Dies ist die Grundlage von Wilhelm Reichs Buch „Der Einbruch der Sexualmoral“, das 1932 erstmals publiziert wurde und 1935, erweitert um eine fulminante Polemik gegen Geza Roheim, in zweiter Auflage erschien. An Malinowskis Material ließ sich die These verifizieren, daß sexualverneinende Moral das Instrument patriarchalischer Herrschaft und mit dem Privateigentum eng verknüpft ist: Die Unterdrückung der kindlichen und jugendlichen Sexualität steht im Dienste der Eheorganisation, und diese wiederum ist nicht zu verstehen ohne die mit ihr verflochtenen wirtschaftlichen Interessen. Angelpunkt einer ungemein scharfsinnigen Analyse ist dabei das Heiratsgut als eine Vorform der Warenwirtschaft, das bei dem ausgeklügelten System der „Kreuz-Vetter-Basen-Heirat“ an den Häuptlingsclan zurückfließt und so zur Basis einseitiger Konzentration von Besitz und Macht wird. Nicht Kulturnotwendigkeiten diktierten also den Übergang von einem postulierten Urzustand sexualökonomischer Selbstregulierung zur Zwangsordnung einer triebfeindlichen Moral, sondern sozioökonomische Herrschaftsinteressen. Der Rückschluß auf die herrschaftsstabilisierende Funktion der Sexualmoral in der kapitalistischen Gesellschaft fiel dem (damaligen) Marxisten Reich nicht schwer.

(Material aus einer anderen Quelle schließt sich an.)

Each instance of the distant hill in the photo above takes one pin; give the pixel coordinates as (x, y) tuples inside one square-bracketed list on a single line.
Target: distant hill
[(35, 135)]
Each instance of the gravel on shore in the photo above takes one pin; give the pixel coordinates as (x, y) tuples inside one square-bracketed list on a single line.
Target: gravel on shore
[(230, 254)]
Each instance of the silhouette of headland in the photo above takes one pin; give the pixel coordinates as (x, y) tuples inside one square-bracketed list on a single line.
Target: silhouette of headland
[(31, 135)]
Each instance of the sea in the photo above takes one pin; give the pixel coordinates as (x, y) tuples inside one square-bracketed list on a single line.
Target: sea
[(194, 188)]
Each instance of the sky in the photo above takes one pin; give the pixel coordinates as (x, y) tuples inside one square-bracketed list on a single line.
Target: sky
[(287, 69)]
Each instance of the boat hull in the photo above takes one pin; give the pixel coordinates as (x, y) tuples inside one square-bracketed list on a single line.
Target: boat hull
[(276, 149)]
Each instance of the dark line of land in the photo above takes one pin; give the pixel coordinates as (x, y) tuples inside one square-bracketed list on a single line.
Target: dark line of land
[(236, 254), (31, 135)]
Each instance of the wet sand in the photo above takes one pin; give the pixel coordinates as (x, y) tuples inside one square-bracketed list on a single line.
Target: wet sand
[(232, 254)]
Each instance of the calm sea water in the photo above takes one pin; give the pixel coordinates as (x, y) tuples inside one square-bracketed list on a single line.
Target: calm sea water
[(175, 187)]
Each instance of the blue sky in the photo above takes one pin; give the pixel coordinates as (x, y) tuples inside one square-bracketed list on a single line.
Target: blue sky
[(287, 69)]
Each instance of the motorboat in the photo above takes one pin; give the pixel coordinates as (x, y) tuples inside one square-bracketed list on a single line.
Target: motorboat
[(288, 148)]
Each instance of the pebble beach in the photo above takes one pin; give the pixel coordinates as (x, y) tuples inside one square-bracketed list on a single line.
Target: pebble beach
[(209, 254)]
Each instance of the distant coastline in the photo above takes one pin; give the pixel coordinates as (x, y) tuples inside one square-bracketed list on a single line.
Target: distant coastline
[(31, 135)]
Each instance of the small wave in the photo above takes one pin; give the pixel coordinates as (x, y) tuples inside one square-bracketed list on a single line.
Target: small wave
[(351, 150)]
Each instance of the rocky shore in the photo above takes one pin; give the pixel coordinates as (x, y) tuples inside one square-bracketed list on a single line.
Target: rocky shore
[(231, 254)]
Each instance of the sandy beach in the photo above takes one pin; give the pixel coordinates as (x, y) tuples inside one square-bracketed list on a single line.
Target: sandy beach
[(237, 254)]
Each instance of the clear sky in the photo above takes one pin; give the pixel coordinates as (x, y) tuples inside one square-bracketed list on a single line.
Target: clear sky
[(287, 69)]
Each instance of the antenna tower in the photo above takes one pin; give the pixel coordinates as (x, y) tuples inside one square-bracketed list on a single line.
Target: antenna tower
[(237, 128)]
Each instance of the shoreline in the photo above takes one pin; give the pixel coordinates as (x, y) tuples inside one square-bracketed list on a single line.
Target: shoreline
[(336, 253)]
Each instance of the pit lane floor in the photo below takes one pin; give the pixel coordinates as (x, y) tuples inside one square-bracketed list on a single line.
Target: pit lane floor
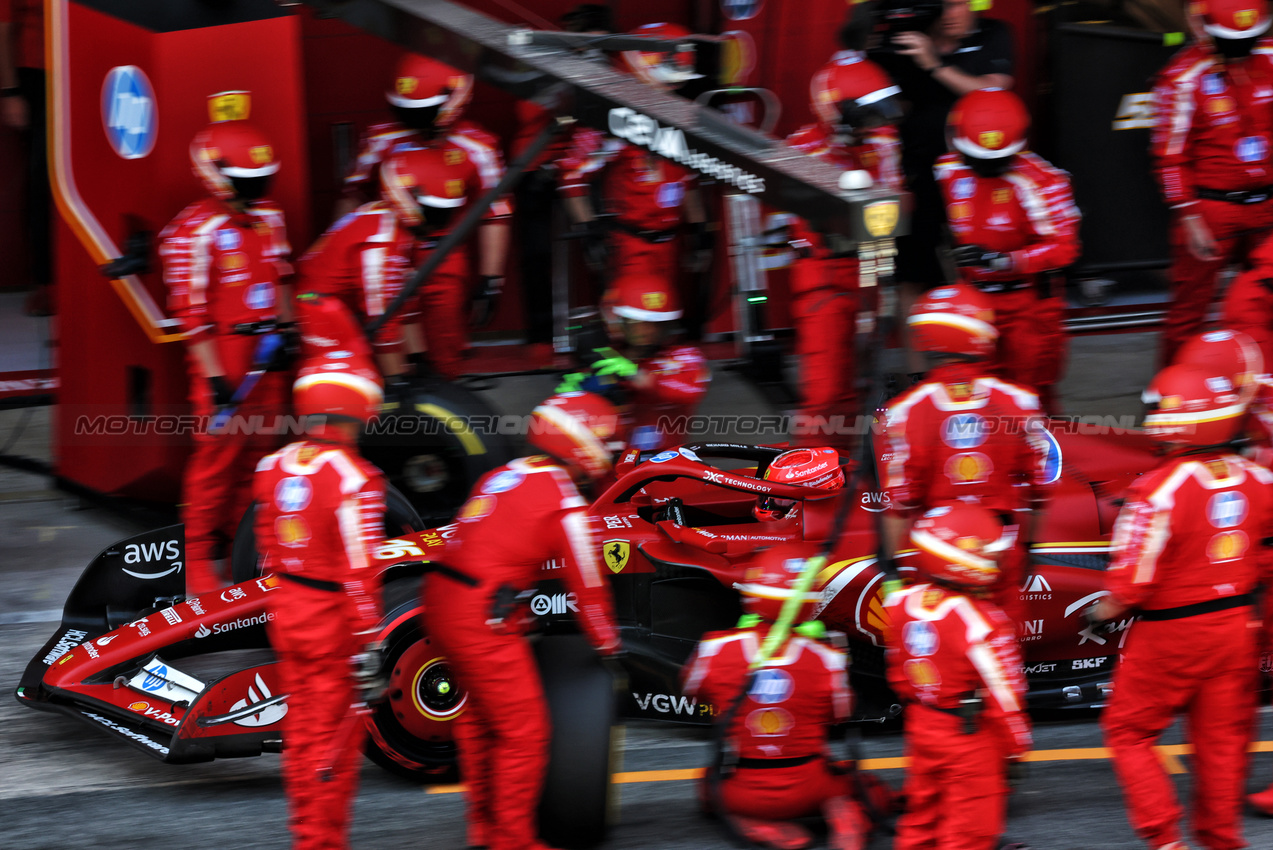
[(66, 785)]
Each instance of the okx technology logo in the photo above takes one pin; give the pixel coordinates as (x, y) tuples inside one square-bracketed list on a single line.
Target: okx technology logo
[(129, 112)]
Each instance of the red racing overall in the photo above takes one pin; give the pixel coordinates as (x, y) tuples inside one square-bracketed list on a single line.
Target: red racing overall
[(1212, 130), (943, 648), (1215, 508), (223, 271), (520, 517), (321, 510), (825, 298), (780, 728), (1029, 214)]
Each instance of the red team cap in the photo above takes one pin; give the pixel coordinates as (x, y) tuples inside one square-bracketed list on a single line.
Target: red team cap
[(231, 150), (423, 177), (988, 124), (421, 83), (768, 579), (960, 543), (643, 298), (1226, 353), (954, 320), (1193, 406), (579, 429), (661, 69)]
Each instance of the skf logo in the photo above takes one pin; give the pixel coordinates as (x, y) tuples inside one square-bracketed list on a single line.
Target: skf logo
[(1134, 112), (991, 139), (653, 300), (881, 218)]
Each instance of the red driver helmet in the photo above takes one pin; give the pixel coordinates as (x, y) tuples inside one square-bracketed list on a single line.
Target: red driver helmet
[(579, 429), (427, 94), (960, 543), (854, 93), (1226, 353), (988, 126), (233, 159), (661, 70), (807, 467), (954, 320), (768, 579), (1193, 406), (425, 185)]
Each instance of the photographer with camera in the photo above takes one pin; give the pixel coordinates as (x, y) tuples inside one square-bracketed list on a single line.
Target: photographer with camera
[(937, 51)]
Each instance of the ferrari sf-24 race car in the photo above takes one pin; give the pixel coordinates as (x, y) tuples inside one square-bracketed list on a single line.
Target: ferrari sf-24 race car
[(190, 680)]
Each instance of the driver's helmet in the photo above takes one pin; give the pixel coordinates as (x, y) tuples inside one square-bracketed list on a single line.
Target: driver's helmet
[(1226, 353), (661, 70), (1193, 406), (954, 321), (853, 93), (960, 543), (579, 429), (233, 159), (988, 126), (768, 582), (425, 185), (805, 467), (1234, 26), (428, 96)]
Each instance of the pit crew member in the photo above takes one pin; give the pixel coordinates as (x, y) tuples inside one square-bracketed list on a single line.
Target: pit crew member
[(1212, 129), (647, 197), (321, 512), (857, 107), (954, 663), (778, 767), (367, 256), (1012, 220), (1216, 508), (518, 517), (657, 382), (428, 99), (224, 264), (964, 433)]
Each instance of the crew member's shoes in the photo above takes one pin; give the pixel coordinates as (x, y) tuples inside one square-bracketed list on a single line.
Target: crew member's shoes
[(778, 835), (1262, 802)]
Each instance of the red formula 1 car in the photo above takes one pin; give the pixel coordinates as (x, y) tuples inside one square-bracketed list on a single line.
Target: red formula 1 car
[(192, 680)]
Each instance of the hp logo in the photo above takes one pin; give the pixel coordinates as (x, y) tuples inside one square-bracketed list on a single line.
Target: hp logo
[(129, 112)]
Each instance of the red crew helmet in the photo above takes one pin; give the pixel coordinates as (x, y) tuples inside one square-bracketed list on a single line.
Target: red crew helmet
[(428, 94), (960, 543), (1226, 353), (768, 579), (854, 93), (578, 429), (661, 69), (233, 159), (425, 185), (807, 467), (1193, 406), (988, 125), (954, 320)]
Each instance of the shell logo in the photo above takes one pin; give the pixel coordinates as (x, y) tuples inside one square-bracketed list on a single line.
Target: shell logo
[(991, 139), (653, 300), (1226, 546)]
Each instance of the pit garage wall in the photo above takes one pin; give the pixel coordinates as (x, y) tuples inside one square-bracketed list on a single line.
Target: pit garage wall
[(115, 360)]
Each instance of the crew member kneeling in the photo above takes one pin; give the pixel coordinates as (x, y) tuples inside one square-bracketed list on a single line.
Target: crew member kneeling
[(517, 518), (779, 731)]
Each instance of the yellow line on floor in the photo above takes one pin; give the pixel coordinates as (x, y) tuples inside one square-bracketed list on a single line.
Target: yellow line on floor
[(1167, 753)]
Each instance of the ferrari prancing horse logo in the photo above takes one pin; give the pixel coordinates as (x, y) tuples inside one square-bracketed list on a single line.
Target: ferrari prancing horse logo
[(615, 554)]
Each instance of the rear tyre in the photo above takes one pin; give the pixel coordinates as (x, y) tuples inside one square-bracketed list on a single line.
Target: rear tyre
[(578, 799)]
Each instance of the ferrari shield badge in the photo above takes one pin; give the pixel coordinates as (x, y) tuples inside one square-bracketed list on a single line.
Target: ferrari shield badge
[(615, 552)]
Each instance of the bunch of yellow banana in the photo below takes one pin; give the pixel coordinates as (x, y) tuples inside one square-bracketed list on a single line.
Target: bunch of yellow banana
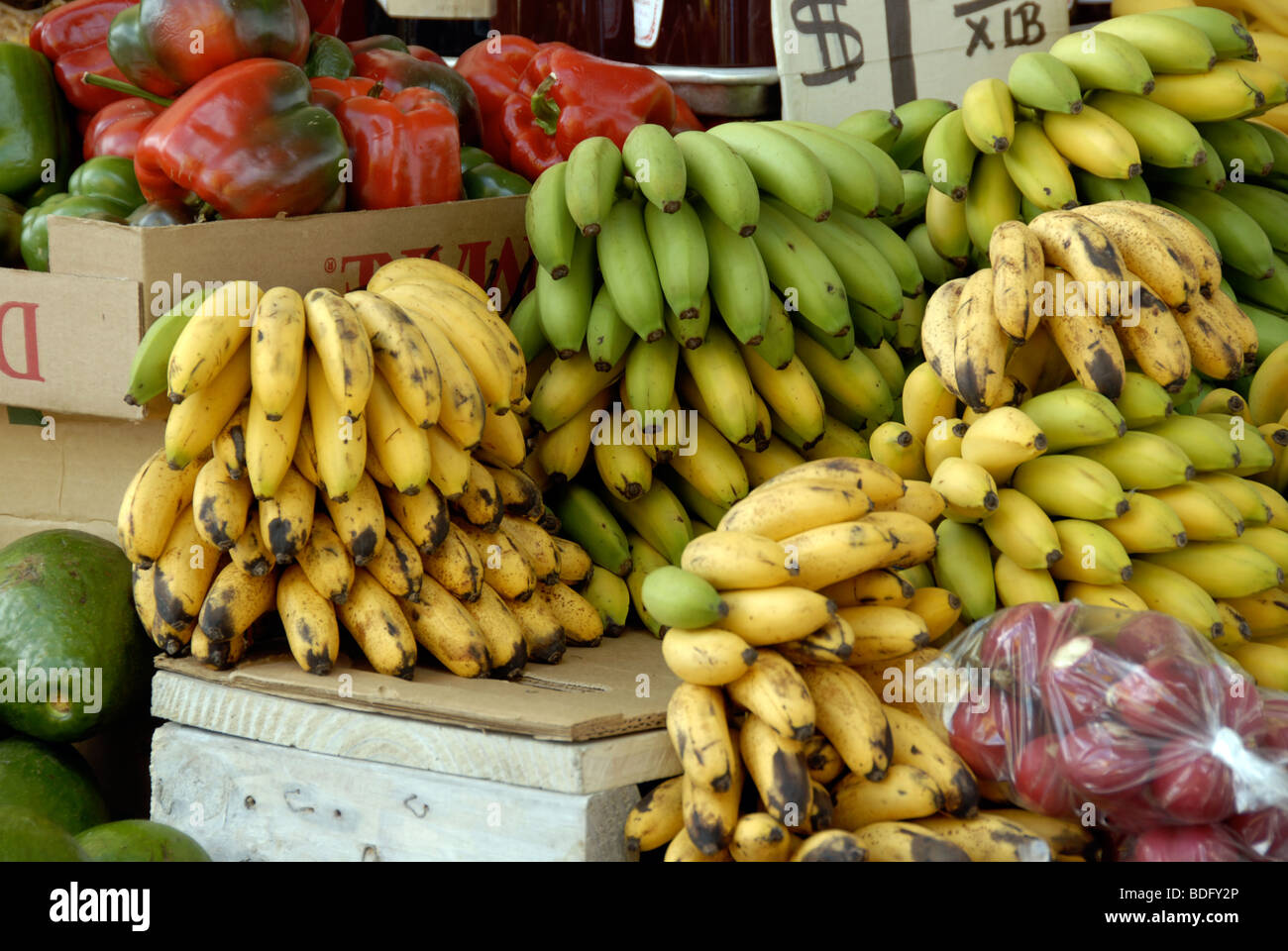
[(1078, 294), (781, 624), (1136, 502), (356, 461)]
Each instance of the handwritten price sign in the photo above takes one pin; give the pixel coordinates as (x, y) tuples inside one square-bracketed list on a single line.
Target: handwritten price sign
[(836, 56)]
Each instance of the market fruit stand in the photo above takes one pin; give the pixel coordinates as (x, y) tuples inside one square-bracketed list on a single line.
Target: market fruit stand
[(502, 441)]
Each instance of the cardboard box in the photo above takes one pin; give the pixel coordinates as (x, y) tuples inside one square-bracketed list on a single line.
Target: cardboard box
[(617, 688), (67, 338), (836, 58), (68, 472)]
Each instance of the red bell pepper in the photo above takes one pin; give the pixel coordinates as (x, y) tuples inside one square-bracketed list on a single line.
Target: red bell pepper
[(399, 71), (116, 128), (529, 150), (576, 95), (330, 92), (406, 151), (167, 46), (325, 16), (248, 141), (425, 54), (75, 38), (492, 68)]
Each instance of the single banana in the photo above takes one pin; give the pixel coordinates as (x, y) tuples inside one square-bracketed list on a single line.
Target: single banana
[(1041, 81), (949, 155), (903, 792), (781, 166), (1104, 60), (590, 185), (722, 179), (235, 602), (250, 553), (1170, 591), (777, 766), (1163, 137), (151, 505), (655, 161), (194, 423), (1073, 418), (343, 350), (277, 351), (376, 621), (1223, 569), (506, 646), (549, 226), (447, 630), (181, 573), (340, 441), (658, 817), (987, 838), (565, 305), (211, 339), (630, 273), (699, 735), (964, 568), (222, 505), (309, 621)]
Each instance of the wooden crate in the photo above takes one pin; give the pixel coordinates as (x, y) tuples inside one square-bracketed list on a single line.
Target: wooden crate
[(258, 765)]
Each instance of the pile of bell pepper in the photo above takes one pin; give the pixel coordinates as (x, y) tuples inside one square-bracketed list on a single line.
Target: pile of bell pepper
[(167, 111)]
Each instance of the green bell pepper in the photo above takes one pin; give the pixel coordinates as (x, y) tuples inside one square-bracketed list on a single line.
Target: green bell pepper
[(35, 222), (107, 176), (158, 214), (35, 133), (489, 180), (329, 55), (11, 232)]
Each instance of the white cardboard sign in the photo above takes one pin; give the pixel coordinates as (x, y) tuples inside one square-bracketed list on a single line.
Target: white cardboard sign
[(836, 56)]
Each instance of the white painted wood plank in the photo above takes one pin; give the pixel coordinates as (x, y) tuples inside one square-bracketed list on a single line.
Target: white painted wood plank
[(581, 767), (248, 800)]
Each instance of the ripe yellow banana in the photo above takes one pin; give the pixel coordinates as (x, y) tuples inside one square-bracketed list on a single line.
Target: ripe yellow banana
[(309, 620), (213, 339), (222, 504), (851, 718), (447, 630), (402, 356), (151, 505), (360, 519), (277, 351), (777, 766), (235, 602), (193, 424)]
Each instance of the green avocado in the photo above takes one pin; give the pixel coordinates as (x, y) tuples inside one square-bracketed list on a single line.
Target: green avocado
[(72, 652), (26, 836), (140, 840), (52, 780)]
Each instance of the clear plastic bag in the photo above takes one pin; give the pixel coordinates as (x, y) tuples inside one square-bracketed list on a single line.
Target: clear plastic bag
[(1127, 720)]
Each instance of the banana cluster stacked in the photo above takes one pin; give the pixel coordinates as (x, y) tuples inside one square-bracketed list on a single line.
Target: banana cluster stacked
[(1146, 106), (351, 461), (1087, 290), (795, 206), (1125, 502), (750, 278), (781, 624), (1261, 24)]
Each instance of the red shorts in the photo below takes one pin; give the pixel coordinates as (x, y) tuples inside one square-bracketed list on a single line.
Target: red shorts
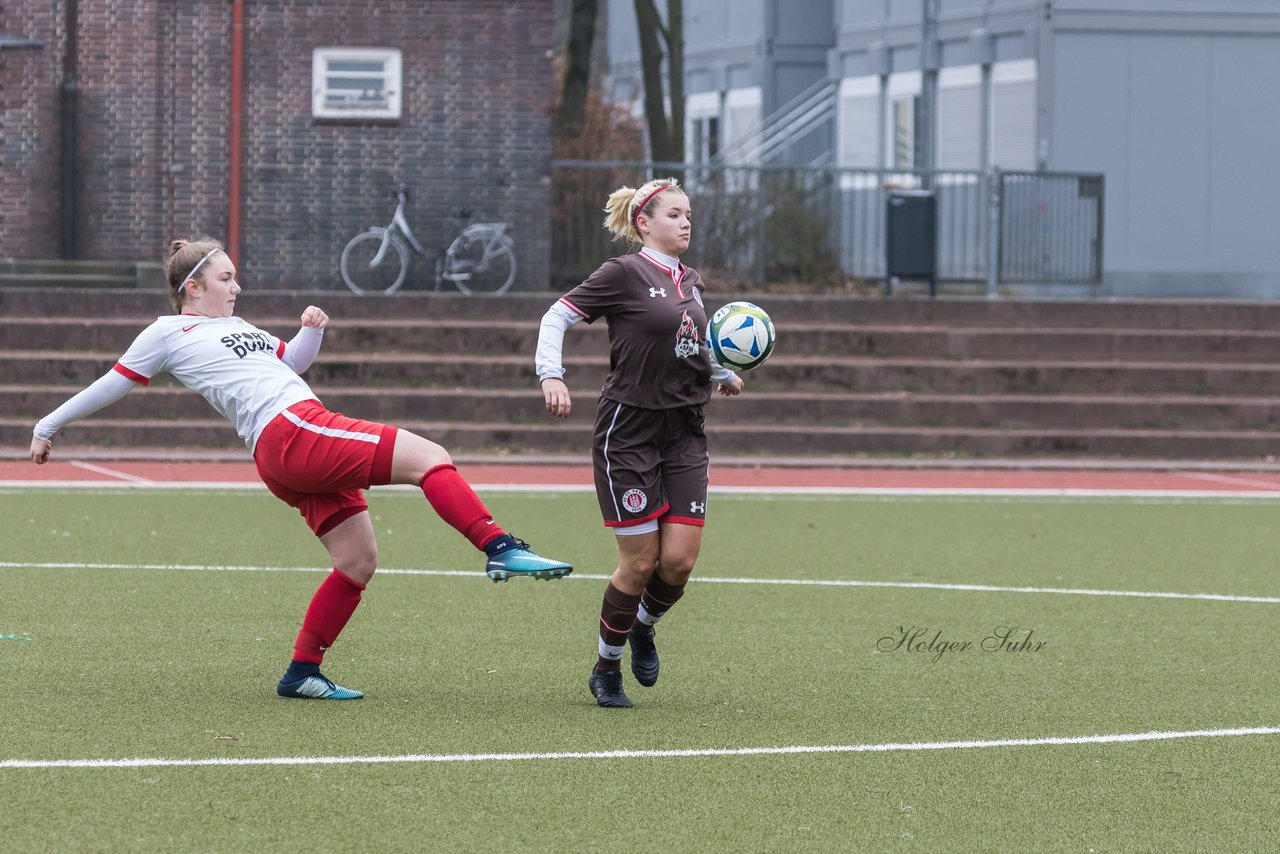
[(319, 461)]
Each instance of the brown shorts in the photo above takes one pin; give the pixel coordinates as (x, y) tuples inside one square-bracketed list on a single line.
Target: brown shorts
[(650, 465)]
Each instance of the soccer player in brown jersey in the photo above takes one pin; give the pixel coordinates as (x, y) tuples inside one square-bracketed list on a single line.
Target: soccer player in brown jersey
[(649, 447)]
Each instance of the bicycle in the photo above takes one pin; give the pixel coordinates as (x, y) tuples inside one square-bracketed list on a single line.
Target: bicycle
[(481, 259)]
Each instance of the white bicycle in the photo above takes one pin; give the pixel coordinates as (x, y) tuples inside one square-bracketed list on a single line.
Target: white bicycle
[(481, 259)]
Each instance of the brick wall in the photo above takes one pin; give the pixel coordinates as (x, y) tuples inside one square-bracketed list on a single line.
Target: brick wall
[(154, 142), (30, 132)]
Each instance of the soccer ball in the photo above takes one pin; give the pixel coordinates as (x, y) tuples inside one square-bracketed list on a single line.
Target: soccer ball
[(741, 336)]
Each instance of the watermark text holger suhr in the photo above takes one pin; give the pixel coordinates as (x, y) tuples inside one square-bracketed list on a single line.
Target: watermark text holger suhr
[(932, 643)]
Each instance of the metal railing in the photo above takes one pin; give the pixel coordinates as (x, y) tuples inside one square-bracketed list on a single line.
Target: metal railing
[(827, 225)]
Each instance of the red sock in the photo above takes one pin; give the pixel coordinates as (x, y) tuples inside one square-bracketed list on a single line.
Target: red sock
[(456, 502), (330, 608)]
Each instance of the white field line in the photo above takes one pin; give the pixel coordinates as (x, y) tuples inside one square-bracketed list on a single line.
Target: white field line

Der „Einbruch der Sexualmoral“ ist ein Geniestreich des jungen Reich. Dieses Buch gehört zu den großen klassischen Werken der Anthropologie, so anfechtbar die Ergebnisse im einzelnen bleiben mögen. Als Exkursion eines Psychoanalytikers in die Gefilde der Ethnologie bildet es das Gegenstück zu Freuds „Totem und Tabu“, dessen mythologische Konstruktion vom Urvatermord es mit brillanten Argumenten widerlegt, Während aber „Totem und Tabu“ trotz seines rein spekulativen Charakters und trotz seiner inneren Widersprüche noch immer einen bedeutenden Platz in der psychoanalytischen Theoriediskussion behauptet, blieb Reichs „Einbruch der Sexualmoral“ ein verschollenes Buch, bis die antiautoritäre Studentenbewegung es in ihrer sexualpolitisch orientierten Phase wiederentdeckte und in Raubdrucken verbreitete. Jetzt liegt eine reguläre Neuausgabe vor –

Wilhelm Reich: „Der Einbruch der sexuellen Zwangsmoral“; Verlag Kiepenheuer & Witsch, Köln; 204 Seiten, 16,– DM.